Giovedì, 02 maggio 2024 - ore 21.40

L’esodo dei pochi dottori di ricerca italiani, che all’estero guadagnano mille euro al mese in più

Carrozza: ''Il Pnrr costituisce un’unica e probabilmente irripetibile occasione per instaurare il circolo virtuoso tra ricerca e innovazione e sviluppo economico e sociale del paese''

| Scritto da Redazione
L’esodo dei pochi dottori di ricerca italiani, che all’estero guadagnano mille euro al mese in più

Per l’Italia non c’è possibilità di raggiungere uno sviluppo sostenibile senza investire adeguatamente su studenti, docenti e ricercatori, e la terza edizione della Relazione sulla ricerca e l’innovazione in Italia – appena elaborata e presentata dal Cnr, il Consiglio nazionale delle ricerche – mostra sì qualche passo avanti, ma soprattutto quanta strada deve ancora percorrere il Paese.

Partiamo da un assunto fondamentale: come recentemente dimostrato dallo studio A Semiparametric analysis of green inventions and environmental policies, redatto dagli economisti ambientali Massimiliano Mazzanti e Antonio Musolesi, in assenza di investimenti adeguati in R&S e capitale umano la transizione ecologica non riesce a svilupparsi; al contrario, a livelli estremamente bassi di attività di ricerca e sviluppo, neanche la politica ambientale è efficace, mostrando una sostanziale complementarità tra politiche ambientali e investimenti in R&S. Un dato poco incoraggiante per il nostro Paese, visto lo stato dell’arte.

Il rapporto elaborato dal Cnr mostra infatti che – nonostante la lieve ripresa in corso, dovuta anche al fatto che gli stanziamenti pubblici hanno smesso di ridursi – l’Italia investe in ricerca e sviluppo l’1,4% del Pil, anche se l’Ue si era data come obiettivo per il 2020 di raggiungere almeno il 3%, ovvero oltre il doppio.

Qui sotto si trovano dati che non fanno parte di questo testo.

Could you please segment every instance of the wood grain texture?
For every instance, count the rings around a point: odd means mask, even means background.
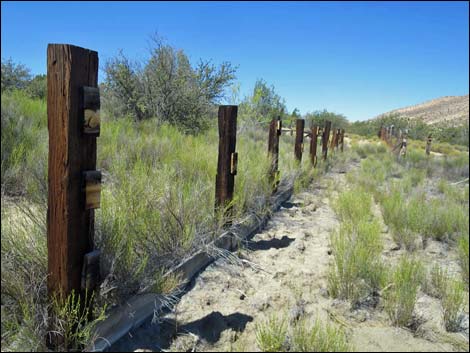
[[[302,161],[302,145],[304,143],[304,127],[305,120],[297,119],[295,123],[295,146],[294,146],[294,155],[296,161],[299,163]]]
[[[269,182],[273,185],[273,192],[276,192],[279,184],[279,136],[281,135],[281,118],[271,120],[269,124],[268,136],[268,158],[271,160],[269,169]]]
[[[312,162],[314,168],[317,165],[317,134],[318,126],[313,126],[310,133],[310,162]]]
[[[96,137],[82,133],[82,87],[97,87],[97,83],[97,52],[73,45],[48,45],[49,295],[80,291],[83,258],[93,249],[94,211],[85,210],[82,171],[96,169]]]
[[[341,138],[340,138],[340,148],[341,148],[341,152],[344,151],[344,129],[341,129]]]
[[[235,175],[231,173],[232,154],[235,153],[237,142],[236,105],[219,107],[219,156],[217,160],[217,176],[215,181],[216,209],[225,208],[233,199]],[[228,209],[227,212],[230,212]]]
[[[330,142],[330,150],[334,150],[335,144],[336,144],[336,134],[337,134],[337,129],[333,129],[333,134],[331,136],[331,142]]]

Al contempo solo lo 0,5% della popolazione in età lavorativa in Italia ha un dottorato di ricerca, contro l’1,2% della media Ue, mentre gli iscritti al dottorato il doppio in Europa (0,28%) rispetto all’Italia (0,14%). Per questo secondo il Cnr «è necessario aumentare il numero di coloro che conseguono il titolo di dottore di ricerca, circa 10 mila studenti l’anno, con migliori prospettive, per compiere un salto nella specializzazione tecnologica e produttiva verso settori e industrie a più elevato contenuto di conoscenza».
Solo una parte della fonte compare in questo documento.